The bartender and three customers were killed, said Gwerder, who was not there at the time. He thought that the four victims were the only ones present during the shooting and knew no previous conflict between them and Brown.
“He knew everyone who was in this bar. I guarantee it,” said Gwerder. “He had no dispute with any of them. I think he just broke.”
Brown’s house was eliminated by a Swat team and was last seen in the Stump Town region, just west of Anaconda, the authorities said.
More than a dozen local and state police officers converged in this area, the lockable for no one has been allowed to enter or get out. A helicopter also flew over a neighboring mountainside while police officers were traveling among the trees, said Randy Clark, a retired police officer who lives there.
Brown would have been armed, the Montana Highway Patrol said in a statement.
Brown served in the American army as an armor equipping from 2001 to 2005 and deployed in Iraq from early 2004 to March 2005, according to Lieutenant-Colonel Ruth Castro, army spokesperson. Brown was in the Montana National Guard from 2006 to March 2009, Castro said. He left military service in the rank of sergeant.
Her niece, Clare Boyle, told the AP Friday that his uncle has been mentally ill for years and that she and other family members have tried to ask for help several times.
“It is not only a drunk / high man who is unleashed,” she wrote in a Facebook message. “He is a sick man who does not know who he is sometimes and often does not know where or when he is either.”
While reports on the shooting spread in the city, business owners have locked their doors and sheltered inside with customers.
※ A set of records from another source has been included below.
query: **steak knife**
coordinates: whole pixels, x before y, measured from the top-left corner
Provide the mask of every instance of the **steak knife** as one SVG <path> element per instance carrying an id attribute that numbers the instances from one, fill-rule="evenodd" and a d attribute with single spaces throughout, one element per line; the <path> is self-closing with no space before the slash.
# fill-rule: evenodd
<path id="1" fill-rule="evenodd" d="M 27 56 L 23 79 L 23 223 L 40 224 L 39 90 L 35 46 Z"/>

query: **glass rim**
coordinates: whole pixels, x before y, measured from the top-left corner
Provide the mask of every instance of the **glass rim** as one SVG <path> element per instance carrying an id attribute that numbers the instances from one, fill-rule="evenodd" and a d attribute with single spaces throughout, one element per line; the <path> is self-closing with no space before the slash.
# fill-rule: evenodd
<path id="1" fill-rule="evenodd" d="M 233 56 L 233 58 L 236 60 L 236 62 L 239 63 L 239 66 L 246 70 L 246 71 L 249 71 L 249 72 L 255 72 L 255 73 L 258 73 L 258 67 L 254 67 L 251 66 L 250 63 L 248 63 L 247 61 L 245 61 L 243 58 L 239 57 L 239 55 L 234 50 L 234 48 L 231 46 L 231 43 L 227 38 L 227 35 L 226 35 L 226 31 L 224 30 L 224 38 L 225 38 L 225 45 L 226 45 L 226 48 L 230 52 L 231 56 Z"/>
Anaconda is around 75 miles (120 kilometers) southeast of Missoula in a valley hemmed by mountains. A city of around 9,000 inhabitants, it was founded by copper barons that took advantage of the neighboring mines in the late 1800s. A foundry stack that was no longer on the valley. The Montana criminal investigation division is investigating the shooting.
The owner of the Firefly Café in Anaconda said that she had locked her business around 11 a.m. Friday after being alerted from the shooting with a friend.
“We are Montana, so firearms are not new to us,” said the owner of the Barbie Café Nelson. “So that our city is locked up, everyone is fairly shaken.”